The report makes 27 recommendations for reform, with a number designed to improve the rules of evidence in sexual and family violence cases, while at the same time ensuring defendants' rights to a fair trial are preserved.

These recommendations include:

  • In sexual cases, there should be tighter controls on admitting evidence of the complainant’s previous sexual experience with the defendant and evidence of the complainant’s sexual disposition.
  • In family violence cases, complainants should be entitled to record their evidence (including evidence-in-chief and cross-examination) in advance of the trial and have the video played at the hearing.
  • Prosecutors should make reasonable efforts to ensure family violence complainants are informed about the various ways of giving evidence and ascertain the complainant’s views on their preferred mode of evidence.
  • Judges should be required to intervene when they consider questioning of a witness is unacceptable.
  • Judicial directions should be developed to address myths and misconceptions that jurors might hold about sexual and family violence.

The Commission also recommends a new provision to clarify that a court may regulate its procedures for giving evidence in a manner that recognises tikanga Māori.

It says that while some judges already take steps to recognise tikanga where appropriate, for example by allowing karakia to be given when evidence is of a sensitive nature, the Commission considers an express provision would encourage more consistent consideration of tikanga when evidence is given.
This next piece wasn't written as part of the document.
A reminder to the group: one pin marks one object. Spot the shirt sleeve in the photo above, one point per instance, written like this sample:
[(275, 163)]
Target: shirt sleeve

The review also includes a number of recommendations to respond to practical problems with the operation of the Act. These include:

  • Evidence of a conviction should be admissible as presumptive proof (rather than conclusive proof) that the person convicted committed the offence.
  • The Act should clarify that judges may not draw an adverse inference of guilt from a defendant’s pre-trial silence.
  • The restrictions on defence counsel access to video interviews of complainants in sexual and violent cases should be removed from the Act.
  • Expert witnesses should be required to comply with a code of conduct when giving evidence in criminal proceedings (as they are required to do in civil proceedings).
  • A statement made by a defendant in furtherance of a conspiracy or joint enterprise should be admissible against a co-defendant, regardless of whether the statement is hearsay.
  • The Evidence Regulations 2007 should be the subject of a separate review.

The report includes an Evidence Amendment Bill, which reflects the Commission’s recommendations requiring legislative amendment.